One thing is certain: the caravan remains more than 1,000 miles from the U.S,-Mexico border.
Some migrants began arriving early Thursday to Mapastepec, a Pacific coastal town of less than 50,000 people in the state of Chiapas. Their next stop is Pijijipiapan, some 25 miles away.
The Mexican government estimates the number of people taking part in the caravan has fallen below 4,000, while those assisting it say it’s ballooned to 10,000.
The Mexican government reported late Wednesday that the number of caravan migrants was down to 3,630 people, noting those who dropped out either applied for asylum in Mexico or chose to return home. On Thursday, it did not provide an updated count on migrants, but reported that 1,743 had applied for asylum or refugee status and 196 are being aided in voluntarily returning home.
United Nations officials, who are assisting Mexican authorities in reviewing claims of migrants, said Monday that more than 7,200 people had taken part in the caravan.
Alex Mensing, a U.S.-based organizer with the group Pubelo Sin Fronteras, which is providing humanitarian assistance to the migrants, said the size of the caravan has swelled to 10,000 people.

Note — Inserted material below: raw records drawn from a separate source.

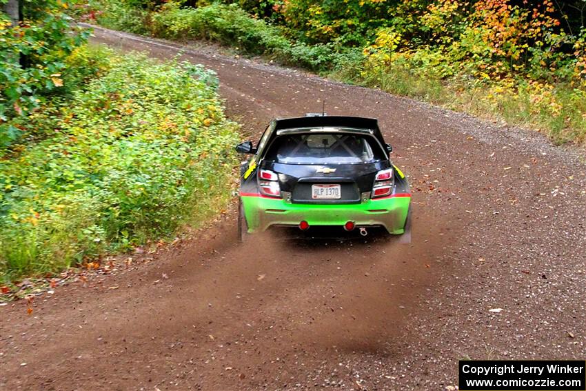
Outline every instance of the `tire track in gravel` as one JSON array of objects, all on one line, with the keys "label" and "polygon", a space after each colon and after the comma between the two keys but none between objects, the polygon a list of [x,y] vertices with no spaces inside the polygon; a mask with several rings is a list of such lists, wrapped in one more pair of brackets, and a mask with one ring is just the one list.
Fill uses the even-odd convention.
[{"label": "tire track in gravel", "polygon": [[95,35],[214,69],[253,138],[323,99],[378,117],[410,177],[414,243],[243,245],[232,214],[132,272],[59,288],[32,317],[0,309],[2,390],[438,390],[462,357],[585,358],[583,150],[213,50]]}]

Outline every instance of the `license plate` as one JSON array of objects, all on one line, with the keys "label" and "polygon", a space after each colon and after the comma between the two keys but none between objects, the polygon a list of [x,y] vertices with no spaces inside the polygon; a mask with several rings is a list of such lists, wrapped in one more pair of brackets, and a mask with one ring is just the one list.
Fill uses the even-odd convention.
[{"label": "license plate", "polygon": [[312,185],[314,199],[339,199],[341,197],[340,185]]}]

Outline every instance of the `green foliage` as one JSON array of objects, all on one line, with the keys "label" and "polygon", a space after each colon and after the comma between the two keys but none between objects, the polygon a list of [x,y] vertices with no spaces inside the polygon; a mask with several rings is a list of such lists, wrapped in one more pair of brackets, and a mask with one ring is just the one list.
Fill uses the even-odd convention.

He also told reporters in a conference call that the migrants were at least 1,000 miles away from the nearest U.S. border city and that it could take a month or longer before they get there.
The caravan, which embarked Oct. 12 from Honduras, has traveled about 90 miles from the Guatemalan border since crossing into Mexico over the weekend. It is still unclear which route they will take to reach the U.S., Mensing said.
Migrants traveling through Mexico toward the U.S. typically ride freight trains, known as “la bestia,” the beast, but that is not possible with so many people traveling together at once, according to Mensing.
He dismissed claims by the Trump administration and others that the caravan was being organized and funded by leftist or right-wing groups trying to influence the upcoming midterm U.S. elections as “absurd.”
Angelica Esmeralda Sanchez,18, left, and her friend Ericka Martinez 28, both from El Salvador are with a new wave of several hundred migrants gathered near a park in Tecum Uman, Guatemala on Oct. 25, 2018. They are waiting to cross into Mexico and to head north to the United States.
The Central American migrants come mostly from Honduras but also includes those from Nicaragua, El Salvador and Guatemala.
In a tweet Thursday afternoon, Trump wrote a direct message to the migrants: “To those in the Caravan, turnaround, we are not letting people into the United States illegally. Go back to your Country and if you want, apply for citizenship like millions of others are doing!”
Speaking Wednesday night at a campaign rally in Mosinee, Wisconsin, Trump talked about the caravan as among the top issues in next month’s midterm elections.
“This will be the election of the caravans, Kavanaugh, law and order, tax cuts, and common sense,” he told the crowd of supporters.
He again claimed that Democrats were backing the existing caravan and drumming up support for more caravans.
“As we speak, the Democrat Party is openly encouraging caravan after caravan of illegal aliens to violate our laws and break into our country,” Trump said.
“The crisis on the border – and it is a crisis, it’s crazy – right now is the sole result of Democrat laws and activists, Democrat judges that do whatever they want and that prevent us from returning illegal aliens back home to Central America and other parts of the world.”
Senate Minority Leader Charles Schumer, D-N.Y., and House Minority Leader Nancy Pelosi, D-Calif., issued a joint statement last weekend saying “the president is desperate to change the subject from health care to immigration because he knows that health care is the number one issue Americans care about.”
“Democrats are focused like a laser on health care and will not be diverted,” they said.
Trump has also threatened to cut aid to Central American governments, closed the southern border with Mexico and deploy the military to the border. On Thursday, several media outlets reported the Pentagon was preparing to dispatch at least 800 troops to the U.S.-Mexico border to help federal immigration authorities.